Horseshoe Pectus & Mixed deformities
Though less common than 'isolated' pectus deformity, mixed types are the most challenging form both in terms of diagnosis, including associated issues and treatment. Typically, mixed pectus deformities are a combination of both pectus excavatum and carinatum. Though typically seen in isolation the most important associated syndrome seen in such patients is Poland's syndrome.
A rare form of pectus deformity known by other names including horseshoe pectus, pouter pigeon chest, Currarino-Silverman Syndrome, chondro-Manubrial deformity or type 2 pectus carinatum. It typically presents at a young age and appears to result from early ossification of the costal cartilage and manubrial sternal junction along with bilateral deformity of costal chondral cartilage of the 2nd, 3th and/or 4th ribs. The deformity creates a horseshoe shaped effect on the anterior chest wall, the pectus carinatum element of the deformity, but unlike typical pectus carinatum the chest wall is often rigid with little flexibility. In addition, there appears to be an element of pectus excavatum or concavity involving the lower sternum though some surgeons consider this more a result of the horseshoe protrusion given the appearance that the lower sternum is drawn inwards.
Chest CT with 3D reconstruction of a Horseshoe pectus
Treatment remains challenging and include if recognised at an early age external compressive bracing of pectus carinatum element, surgery, a form of modified Ravitch which can be technically dificult and non-corrective options such as using pectus implants to mask the pectus excavatum element.
Young man with Horseshoe pectus before (left) and after non-corrective pectus implants.
Young man with Horseshoe pectus before (left) and after non-corrective pectus implants.
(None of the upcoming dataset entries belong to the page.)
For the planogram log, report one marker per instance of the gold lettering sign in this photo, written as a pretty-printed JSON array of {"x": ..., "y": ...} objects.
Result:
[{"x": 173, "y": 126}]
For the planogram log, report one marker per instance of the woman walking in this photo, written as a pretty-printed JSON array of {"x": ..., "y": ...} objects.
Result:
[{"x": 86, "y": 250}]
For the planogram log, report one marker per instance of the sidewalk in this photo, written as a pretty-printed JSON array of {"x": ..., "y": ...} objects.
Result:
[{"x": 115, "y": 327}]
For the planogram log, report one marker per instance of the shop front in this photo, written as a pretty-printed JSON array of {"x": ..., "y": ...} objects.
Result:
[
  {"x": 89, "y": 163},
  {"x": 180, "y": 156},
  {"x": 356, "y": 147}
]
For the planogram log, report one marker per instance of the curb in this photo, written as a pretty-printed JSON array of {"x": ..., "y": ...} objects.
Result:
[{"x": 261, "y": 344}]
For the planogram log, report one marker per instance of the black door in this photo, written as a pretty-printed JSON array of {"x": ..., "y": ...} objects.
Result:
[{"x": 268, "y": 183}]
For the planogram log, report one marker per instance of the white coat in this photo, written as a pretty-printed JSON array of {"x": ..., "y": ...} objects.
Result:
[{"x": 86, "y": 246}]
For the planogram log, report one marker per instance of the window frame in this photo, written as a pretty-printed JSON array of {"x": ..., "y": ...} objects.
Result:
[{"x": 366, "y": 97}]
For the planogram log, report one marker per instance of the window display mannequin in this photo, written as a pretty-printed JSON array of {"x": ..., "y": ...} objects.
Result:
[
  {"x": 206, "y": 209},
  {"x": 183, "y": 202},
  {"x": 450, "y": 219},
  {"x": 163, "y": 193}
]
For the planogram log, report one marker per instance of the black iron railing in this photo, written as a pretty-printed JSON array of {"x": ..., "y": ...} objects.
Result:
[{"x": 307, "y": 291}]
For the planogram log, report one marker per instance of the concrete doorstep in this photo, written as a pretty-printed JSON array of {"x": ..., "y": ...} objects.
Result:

Note had a previous Nuss operation (scar on side).
Mixed Pectus deformities
True mixed pectus deformities, like pectus arcuatum are rare. The chest wall appears to have a combination of pectus carinatum and excavatum with or without rib flare and other posture changes but require an experienced surgeon to assess and offer treatment options. Often there is a ‘dominant’ deformity, and this is important as helps predict what treatment options there are.
An example of a ‘mixed’ pectus deformity but on further investigations is likely to represent an asymmetric pectus carinatum with an associated torsion (twisting) of the sternum with an apparent pectus excavatum. The patient underwent successful bracing of their pectus carinatum and targeted physical therapy
A young boy with a mixed type of pectus deformity with a predominant pectus excavatum and right-sided mild carinatum and associated mild bilateral rib flaring. Before (Box 1) and after a Nuss procedure following bar removal (Box 2)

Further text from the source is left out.